L’ultimo rapporto del World Economic Forum evidenzia che circa un quarto dei posti di lavoro sono destinati a cambiare entro i prossimi cinque anni, tra occupazioni che spariranno e nuovi ruoli che, al contrario, verranno creati. Si stima che entro il 2025 il 50% dei lavoratori avrà bisogno di reskilling, ovvero di sviluppare nuove competenze, in quanto quelle in loro possesso saranno divenute almeno in parte obsolete.
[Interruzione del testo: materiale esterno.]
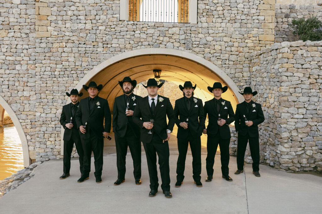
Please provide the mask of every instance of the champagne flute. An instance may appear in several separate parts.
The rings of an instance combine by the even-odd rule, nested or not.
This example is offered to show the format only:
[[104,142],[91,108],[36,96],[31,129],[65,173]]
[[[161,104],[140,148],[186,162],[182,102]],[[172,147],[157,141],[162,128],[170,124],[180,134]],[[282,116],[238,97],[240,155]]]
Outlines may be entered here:
[[[151,124],[151,125],[153,124],[153,123],[154,122],[154,120],[153,119],[150,119],[150,124]],[[147,133],[148,134],[152,134],[152,132],[151,132],[151,129],[150,129],[150,130],[149,131],[149,132]]]

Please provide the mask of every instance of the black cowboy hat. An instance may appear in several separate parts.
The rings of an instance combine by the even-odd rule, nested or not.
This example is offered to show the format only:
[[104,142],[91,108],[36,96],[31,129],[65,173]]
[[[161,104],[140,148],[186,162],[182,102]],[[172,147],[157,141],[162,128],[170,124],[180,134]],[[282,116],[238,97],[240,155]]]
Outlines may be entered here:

Per concludere, se c’è una lezione che dovremmo aver imparato negli ultimi anni è che non ci sono modelli predittivi o opinioni di esperti che tengano: possiamo pensare di sapere che aspetto avranno la società e il mercato del lavoro nel prossimo futuro, ma ci sono sempre eventi imprevisti che possono cambiare le carte in tavola, e dunque non c’è una vera risposta soddisfacente per i quesiti e le preoccupazioni con cui la nuova generazione di lavoratori si affaccia sul mercato.

Tutto ciò che si può fare è semplicemente mantenersi pronti ad adattarsi ai cambiamenti, sia come singoli che, per quanto riguarda aziende e istituzioni, sulle quali ricade la responsabilità di andare incontro il più possibile alle nuove necessità dei lavoratori del futuro.